History of the Dundee Cake
It originated around the 1700s in the city of Dundee, Scotland, where the Kieller marmalade company decided to incorporate leftover Seville orange peels from the marmalade production into cake. Besides Seville oranges, the original recipe also used Spanish sultanas and Spanish almonds, which are placed over the cake in concentric circles. For the cake to be a true Dundee cake, it has to have this pattern of whole, peeled almond decoration. It was around the 1800s when the Kieller company decided to mass produce the cake that could be gifted and even sent abroad to loved ones.
According to another story, the cake was first made for Mary, Queen of Scots, but it was topped with cherries.

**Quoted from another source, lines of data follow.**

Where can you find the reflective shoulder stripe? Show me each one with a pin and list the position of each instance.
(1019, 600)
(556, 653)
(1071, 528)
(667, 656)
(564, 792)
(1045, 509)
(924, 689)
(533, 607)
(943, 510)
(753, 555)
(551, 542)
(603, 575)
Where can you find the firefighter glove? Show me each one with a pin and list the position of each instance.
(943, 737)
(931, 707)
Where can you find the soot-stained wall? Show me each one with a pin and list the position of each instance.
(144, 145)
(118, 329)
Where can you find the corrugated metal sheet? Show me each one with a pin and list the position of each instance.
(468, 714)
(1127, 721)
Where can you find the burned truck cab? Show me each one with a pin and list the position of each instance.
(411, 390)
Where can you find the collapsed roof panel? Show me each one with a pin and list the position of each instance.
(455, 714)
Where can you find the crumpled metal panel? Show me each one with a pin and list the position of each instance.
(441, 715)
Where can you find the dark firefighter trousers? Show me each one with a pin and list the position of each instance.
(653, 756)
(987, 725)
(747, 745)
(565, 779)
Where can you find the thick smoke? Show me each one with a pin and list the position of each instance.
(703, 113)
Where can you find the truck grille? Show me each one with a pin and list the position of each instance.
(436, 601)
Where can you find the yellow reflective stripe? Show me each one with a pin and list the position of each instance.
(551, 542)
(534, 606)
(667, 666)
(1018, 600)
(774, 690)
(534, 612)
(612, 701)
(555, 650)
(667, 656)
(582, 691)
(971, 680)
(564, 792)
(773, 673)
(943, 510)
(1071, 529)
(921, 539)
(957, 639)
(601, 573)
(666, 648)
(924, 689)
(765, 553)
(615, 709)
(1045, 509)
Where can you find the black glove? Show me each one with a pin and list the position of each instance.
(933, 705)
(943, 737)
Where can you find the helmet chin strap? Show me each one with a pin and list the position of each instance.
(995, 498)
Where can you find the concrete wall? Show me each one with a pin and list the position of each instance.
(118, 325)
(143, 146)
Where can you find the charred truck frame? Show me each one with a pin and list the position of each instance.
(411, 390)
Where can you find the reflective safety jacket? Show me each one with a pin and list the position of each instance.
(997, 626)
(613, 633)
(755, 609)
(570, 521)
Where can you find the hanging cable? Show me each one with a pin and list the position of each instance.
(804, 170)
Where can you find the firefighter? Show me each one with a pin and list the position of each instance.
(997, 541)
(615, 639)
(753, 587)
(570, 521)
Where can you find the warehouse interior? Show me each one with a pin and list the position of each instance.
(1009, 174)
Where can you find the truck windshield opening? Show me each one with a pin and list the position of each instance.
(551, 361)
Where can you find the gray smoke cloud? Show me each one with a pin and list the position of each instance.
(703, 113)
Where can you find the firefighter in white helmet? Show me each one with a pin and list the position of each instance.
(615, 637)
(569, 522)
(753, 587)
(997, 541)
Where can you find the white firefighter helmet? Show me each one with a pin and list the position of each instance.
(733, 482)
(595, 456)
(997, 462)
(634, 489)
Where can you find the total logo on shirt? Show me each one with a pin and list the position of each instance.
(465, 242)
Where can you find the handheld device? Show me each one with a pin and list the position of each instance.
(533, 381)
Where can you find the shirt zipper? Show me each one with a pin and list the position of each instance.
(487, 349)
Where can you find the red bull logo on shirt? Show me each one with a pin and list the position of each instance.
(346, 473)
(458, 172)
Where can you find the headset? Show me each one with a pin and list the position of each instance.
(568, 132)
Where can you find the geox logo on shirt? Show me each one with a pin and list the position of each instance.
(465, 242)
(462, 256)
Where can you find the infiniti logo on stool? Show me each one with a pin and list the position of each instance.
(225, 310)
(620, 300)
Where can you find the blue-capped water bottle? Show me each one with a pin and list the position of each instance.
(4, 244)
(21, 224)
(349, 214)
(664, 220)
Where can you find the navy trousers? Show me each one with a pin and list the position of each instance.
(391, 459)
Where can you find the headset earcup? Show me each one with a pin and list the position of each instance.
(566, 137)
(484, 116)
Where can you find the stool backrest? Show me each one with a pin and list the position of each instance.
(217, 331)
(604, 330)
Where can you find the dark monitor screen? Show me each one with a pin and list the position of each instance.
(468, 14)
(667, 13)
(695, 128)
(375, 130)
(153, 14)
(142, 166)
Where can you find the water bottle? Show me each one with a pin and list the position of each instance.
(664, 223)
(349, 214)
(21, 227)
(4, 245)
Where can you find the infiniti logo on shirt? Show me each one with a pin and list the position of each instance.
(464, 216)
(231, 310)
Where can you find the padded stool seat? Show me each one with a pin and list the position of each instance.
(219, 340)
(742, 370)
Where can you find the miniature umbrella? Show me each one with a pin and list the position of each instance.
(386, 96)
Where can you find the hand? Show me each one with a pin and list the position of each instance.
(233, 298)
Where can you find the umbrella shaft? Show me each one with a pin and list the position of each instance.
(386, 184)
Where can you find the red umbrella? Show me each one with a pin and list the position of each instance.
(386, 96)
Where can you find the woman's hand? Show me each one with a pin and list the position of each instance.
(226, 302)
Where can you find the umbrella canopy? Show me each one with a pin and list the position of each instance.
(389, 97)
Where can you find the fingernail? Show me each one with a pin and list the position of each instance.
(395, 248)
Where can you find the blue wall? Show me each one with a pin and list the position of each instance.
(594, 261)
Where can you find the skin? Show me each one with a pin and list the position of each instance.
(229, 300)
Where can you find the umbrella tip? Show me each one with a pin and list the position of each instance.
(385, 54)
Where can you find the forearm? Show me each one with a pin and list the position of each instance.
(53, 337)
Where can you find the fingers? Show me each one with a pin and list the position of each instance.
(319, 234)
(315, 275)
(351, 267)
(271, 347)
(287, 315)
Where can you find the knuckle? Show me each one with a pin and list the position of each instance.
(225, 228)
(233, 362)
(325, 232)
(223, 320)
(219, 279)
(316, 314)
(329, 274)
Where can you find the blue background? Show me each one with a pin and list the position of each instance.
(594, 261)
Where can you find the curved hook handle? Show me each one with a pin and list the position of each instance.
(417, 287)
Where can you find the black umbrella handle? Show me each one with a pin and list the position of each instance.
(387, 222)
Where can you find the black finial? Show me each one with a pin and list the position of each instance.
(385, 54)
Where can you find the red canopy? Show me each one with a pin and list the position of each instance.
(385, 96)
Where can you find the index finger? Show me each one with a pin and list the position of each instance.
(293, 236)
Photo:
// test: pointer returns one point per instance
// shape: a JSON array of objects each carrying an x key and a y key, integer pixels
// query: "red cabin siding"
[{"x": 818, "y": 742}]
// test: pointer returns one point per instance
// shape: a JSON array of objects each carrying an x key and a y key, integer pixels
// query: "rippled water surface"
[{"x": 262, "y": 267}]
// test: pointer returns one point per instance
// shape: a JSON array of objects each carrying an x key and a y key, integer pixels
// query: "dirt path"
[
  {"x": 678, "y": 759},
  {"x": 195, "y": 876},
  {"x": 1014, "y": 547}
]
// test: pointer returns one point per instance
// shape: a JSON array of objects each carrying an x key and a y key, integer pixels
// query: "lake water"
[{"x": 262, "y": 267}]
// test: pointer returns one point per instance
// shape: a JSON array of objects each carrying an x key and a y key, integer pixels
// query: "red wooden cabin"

The queen did not enjoy this cake and asked her kitchen staff to rethink the recipe, which is why cherries were replaced with almonds.
Over time, adjustments and additions have been made to the recipe by adding dried fruits and cherries. However, these additions stray far from the traditional recipe. The Dundee cake can also be veganised and made gluten free for specific dietary requirements. Nowadays you will be able to find it in UK supermarkets. Few people will remember this, but the Dundee cake was also produced by Britannia in the 1980s, but was eventually stopped.
Here is a recipe that you can use, and enjoy the cake with a cup of tea:
Ingredients:
- 200 g flour
- 175 g softened salted butter
- 175 g light brown sugar
- 3 eggs
- Zest of half a lemon
- ½ tsp allspice mix
- 1 tsp baking powder
- 50 g ground almonds
- 50 g Seville orange marmalade
- 1 tbsp milk
- 400 g sultanas
- 50 g blanched almonds
Instructions:
- Preheat the oven to 160 C and grease the bottom and sides of a 20 centimeter springform tin.
- Then add a layer of parchment paper on the outside of the tin. Secure it with cooking twine. This step will prevent the cake from browning too quickly from the side.
- Beat butter and sugar in a large bowl using a handheld mixer until pale and fluffy.
- Then add one egg at a time and mix. Finally fold in the all-spice and lemon zest.
- Sift the baking powder and flour in a large bowl along with ground almonds.
- Loosen the marmalade with milk, then add it to the egg and butters, followed by the flour.
- Next, add the sultanas into the cake batter in two batches. Mix to evenly distribute them throughout the batter.
- Transfer the cake batter into the prepared tin and smoothen with a spatula.
- Arrange the blanched almonds over the top in concentric circles.
- Bake the cake for a total of an hour and 40 minutes. After an hour passes, cover the cake loosely with foil, and bake for 40 minutes.
- Once the cake is done, take it out from the oven and let it cool in the tin.
- After the cake has completely cooled, take it out of the cake tin, remove the parchment paper, and slice it.
- Serve it as a snack or for your evening tea.